Shockingly Boring sre Practices That Save 40% Toil

sre

Shockingly Boring sre Practices That Save 40% Toil
Practical routines, scripts, and guardrails we use to keep systems calm.

Make SLOs Real With Budgets And Gates

SLOs are only helpful if they change our behavior. We treat them like contracts—clear, human-readable promises customers can feel. We define a small set of SLIs (latency, availability, correctness) and attach an error budget that funds our risk-taking. When the budget’s healthy, we ship faster. When it’s burning too fast, we slow down and fix production. The trick is to wire that contract into the toolchain so it’s not optional. We set alerts on burn rates, show the budget status on PRs, and block risky deploys automatically if the budget’s red. Rather than argue about “feelings,” we point to the numbers and decide. If you want the theory and examples, Google’s write-up on Service Level Objectives is the most practical starting point we’ve found.

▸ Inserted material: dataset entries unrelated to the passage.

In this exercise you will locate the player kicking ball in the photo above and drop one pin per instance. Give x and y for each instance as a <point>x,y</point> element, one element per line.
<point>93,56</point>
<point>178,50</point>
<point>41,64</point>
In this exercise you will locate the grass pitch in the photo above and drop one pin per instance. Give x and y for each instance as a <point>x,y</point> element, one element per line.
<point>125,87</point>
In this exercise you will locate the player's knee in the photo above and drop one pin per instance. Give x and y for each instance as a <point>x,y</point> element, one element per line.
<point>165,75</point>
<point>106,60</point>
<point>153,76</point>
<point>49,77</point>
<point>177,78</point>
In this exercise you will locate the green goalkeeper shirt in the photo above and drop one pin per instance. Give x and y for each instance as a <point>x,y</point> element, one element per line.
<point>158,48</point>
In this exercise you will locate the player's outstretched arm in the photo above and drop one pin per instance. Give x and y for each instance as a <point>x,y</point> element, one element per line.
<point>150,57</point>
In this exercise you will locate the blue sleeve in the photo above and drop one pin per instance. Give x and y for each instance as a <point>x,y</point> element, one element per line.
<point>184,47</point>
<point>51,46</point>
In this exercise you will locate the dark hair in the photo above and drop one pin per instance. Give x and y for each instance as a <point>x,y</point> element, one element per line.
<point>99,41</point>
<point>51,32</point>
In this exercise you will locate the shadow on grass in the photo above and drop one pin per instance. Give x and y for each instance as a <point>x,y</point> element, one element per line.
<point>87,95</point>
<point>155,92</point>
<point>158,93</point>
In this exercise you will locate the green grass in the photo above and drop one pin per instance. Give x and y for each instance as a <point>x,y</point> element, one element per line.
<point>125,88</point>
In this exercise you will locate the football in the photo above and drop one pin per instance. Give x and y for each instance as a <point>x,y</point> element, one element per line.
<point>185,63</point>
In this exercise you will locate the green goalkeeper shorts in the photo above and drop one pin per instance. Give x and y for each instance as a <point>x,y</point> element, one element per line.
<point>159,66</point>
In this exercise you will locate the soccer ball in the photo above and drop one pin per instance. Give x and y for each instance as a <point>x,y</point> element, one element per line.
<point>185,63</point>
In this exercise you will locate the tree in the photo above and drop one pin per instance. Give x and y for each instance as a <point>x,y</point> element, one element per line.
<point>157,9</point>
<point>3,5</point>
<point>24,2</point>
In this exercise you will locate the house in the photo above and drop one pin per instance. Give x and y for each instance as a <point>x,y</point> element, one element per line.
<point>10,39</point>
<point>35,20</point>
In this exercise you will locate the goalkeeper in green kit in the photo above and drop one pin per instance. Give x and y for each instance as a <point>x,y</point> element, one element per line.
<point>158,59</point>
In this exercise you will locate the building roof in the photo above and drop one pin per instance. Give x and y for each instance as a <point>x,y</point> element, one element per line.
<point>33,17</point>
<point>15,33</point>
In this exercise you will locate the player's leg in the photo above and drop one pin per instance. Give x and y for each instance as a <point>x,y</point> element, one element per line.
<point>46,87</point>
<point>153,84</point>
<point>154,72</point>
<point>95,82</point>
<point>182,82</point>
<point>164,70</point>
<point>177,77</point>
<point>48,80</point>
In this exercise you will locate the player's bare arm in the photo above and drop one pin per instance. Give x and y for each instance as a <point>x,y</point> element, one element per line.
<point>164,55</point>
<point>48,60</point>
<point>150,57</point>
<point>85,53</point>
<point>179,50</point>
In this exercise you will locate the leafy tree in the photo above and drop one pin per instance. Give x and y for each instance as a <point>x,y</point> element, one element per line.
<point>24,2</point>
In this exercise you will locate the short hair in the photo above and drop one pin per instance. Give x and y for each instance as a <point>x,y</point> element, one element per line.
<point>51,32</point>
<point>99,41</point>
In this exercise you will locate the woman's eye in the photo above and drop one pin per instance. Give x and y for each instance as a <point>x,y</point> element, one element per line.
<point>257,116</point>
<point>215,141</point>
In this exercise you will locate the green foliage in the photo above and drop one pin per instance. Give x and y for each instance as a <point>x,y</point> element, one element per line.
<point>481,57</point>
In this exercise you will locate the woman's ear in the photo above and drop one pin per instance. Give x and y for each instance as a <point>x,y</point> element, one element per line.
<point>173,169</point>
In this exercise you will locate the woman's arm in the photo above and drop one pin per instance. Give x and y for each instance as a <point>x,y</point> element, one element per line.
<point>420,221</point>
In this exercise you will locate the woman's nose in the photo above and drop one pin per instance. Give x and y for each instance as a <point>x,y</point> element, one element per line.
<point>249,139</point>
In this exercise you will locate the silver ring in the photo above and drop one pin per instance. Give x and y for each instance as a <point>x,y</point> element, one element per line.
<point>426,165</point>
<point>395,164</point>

We’ve had luck standardizing SLO definitions as code. Sloth lets us keep SLOs versioned next to the service:

# sloth SLO: 99.9% success rate over 30d with burn alerts
service: payments-api
slos:
  - slo:
      name: availability
      objective: "99.9"
      window: 30d
      labels: { team: payments }
      sli:
        events:
          error_query: sum(rate(http_requests_total{service="payments",code!~"2.."}[5m]))
          total_query: sum(rate(http_requests_total{service="payments"}[5m]))
      alerting:
        name: availability-burn
        labels: { severity: page }
        annotations: { runbook: https://runbooks/payments/availability }

We then wire a CI job that reads the generated Prometheus rules and enforces a deploy gate: if the 2-hour burn rate predicts budget exhaustion inside the window, we block merging. Sounds harsh, but it’s actually relaxing; instead of arguing release timing, we ask a calmer question: what fixes buy back budget? That turns debates into backlog items we can close.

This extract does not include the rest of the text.